In [1]:
"""
This notebook analyses noise in the datasets from inconsistencies in labelling 
between words and phrases.

"""

#set up
import csv
import pandas as pd
import numpy as np


datasets_per_language = {"english": ["News", "WikiNews", "Wikipedia"],
                         "spanish": ["Spanish"],
                         "german": ["German"],
                         "french": ["French"]}


# fn to define filepaths
def filepaths(language, dataset_name):
    paths = []
    
    if language != "french":  # language = English, Spanish or German
        trainset_path = "../data/raw/{}/{}_Train.tsv".format(language.lower(), dataset_name)
        devset_path = "../data/raw/{}/{}_Dev.tsv".format(language.lower(), dataset_name) 
        paths.append(trainset_path)
        paths.append(devset_path)
   
    testset_path = "../data/raw/{}/{}_Test.tsv".format(language.lower(), dataset_name)
    paths.append(testset_path)
    
    return paths


# fn to read data
def read_dataset(file_path):
        with open(file_path,  encoding="utf8") as file:
            fieldnames = ['hit_id', 'sentence', 'start_offset', 'end_offset', 'target_word', 'native_annots',
                          'nonnative_annots', 'native_complex', 'nonnative_complex', 'gold_label', 'gold_prob']
            reader = csv.DictReader(file, fieldnames=fieldnames, delimiter='\t')
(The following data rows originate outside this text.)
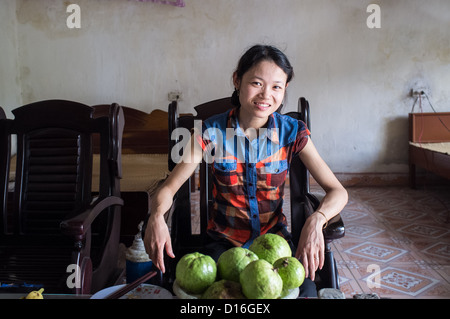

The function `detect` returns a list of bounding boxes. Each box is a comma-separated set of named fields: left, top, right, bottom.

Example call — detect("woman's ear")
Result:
left=233, top=72, right=241, bottom=91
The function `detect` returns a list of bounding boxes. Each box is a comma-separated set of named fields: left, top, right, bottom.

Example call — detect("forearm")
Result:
left=313, top=187, right=348, bottom=227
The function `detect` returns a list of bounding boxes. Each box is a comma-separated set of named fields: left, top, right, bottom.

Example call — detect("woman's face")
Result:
left=233, top=61, right=287, bottom=126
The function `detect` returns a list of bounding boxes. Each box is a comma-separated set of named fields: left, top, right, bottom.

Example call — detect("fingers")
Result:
left=295, top=247, right=325, bottom=281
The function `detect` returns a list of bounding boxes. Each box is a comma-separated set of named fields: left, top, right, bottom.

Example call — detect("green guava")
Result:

            dataset = [sent for sent in reader]

        return dataset
    

 # fn to make two-level dictionary of all target words in sent plus their labels    
def sents_dic(data): 
    sents_dic = {}
    for sent in data:
        if sent["sentence"] not in sents_dic.keys():
            sents_dic[sent["sentence"]] =  {sent["target_word"]: sent["gold_label"]}
        else:
            sents_dic[sent["sentence"]].update({sent["target_word"]:sent["gold_label"]})

    return sents_dic


# fn to count inconsistencis in multi=phrase labels
def label_analysis(sents):  # analyses label inconsistencies for given dataset
    
    phrase_counter = 0   # number multi-word phrases
    complex_counter = 0  # number of these phrases that are complex
    complex_with_noncomplex_subword_counter = 0  # at least one inconsistently labelled subword
    noncomplex_with_complex_subword_counter = 0  # at least one inconsistently labelled subword
    complex_with_all_noncomplex_subwords_counter = 0  # all subwords inconsistently labelled
    noncomplex_with_all_complex_subwords_counter = 0  # all subwords inconsistently labelled

    for sent in sents.keys():
        for target_word, label in sents[sent].items():
            if len(target_word.split())>1:
                phrase_counter += 1
                if label == '1':
                    complex_counter += 1

                consistency_counter = 0 # number times subword label disagrees with target word label   
                subword_counter = 0  # count subwords
                for other_word, other_label in sents[sent].items():
                    if len(other_word) < len(target_word) and other_word in target_word:
                        subword_counter +=1
                        if label != other_label:
                            consistency_counter +=1

                if consistency_counter != 0:
                    if label =='1':
                        complex_with_noncomplex_subword_counter += 1
                    else: # label == 0
                        noncomplex_with_complex_subword_counter += 1
                        
                if subword_counter > 0 and subword_counter == consistency_counter:
                    if label =='1':
                        complex_with_all_noncomplex_subwords_counter += 1
                    else: # label == 0
                        noncomplex_with_all_complex_subwords_counter += 1
                     
                    
    return [complex_counter,
            phrase_counter - complex_counter,  # number non-complex,
            phrase_counter,
            complex_with_noncomplex_subword_counter + noncomplex_with_complex_subword_counter,
            complex_with_all_noncomplex_subwords_counter + noncomplex_with_all_complex_subwords_counter]
 

# fn to make dictionary of label inconsistency counts
def make_analysis_dic(datasets_per_language):
    datasets_analysis_dic = {"English":np.array([0,0,0,0,0]), 
                             "German":np.array([0,0,0,0,0]), 
                             "French":np.array([0,0,0,0,0]), 
                            "Spanish":np.array([0,0,0,0,0])}

    for language, dataset_names in datasets_per_language.items():

        for dataset_name in dataset_names:
            target_filepaths = filepaths(language, dataset_name)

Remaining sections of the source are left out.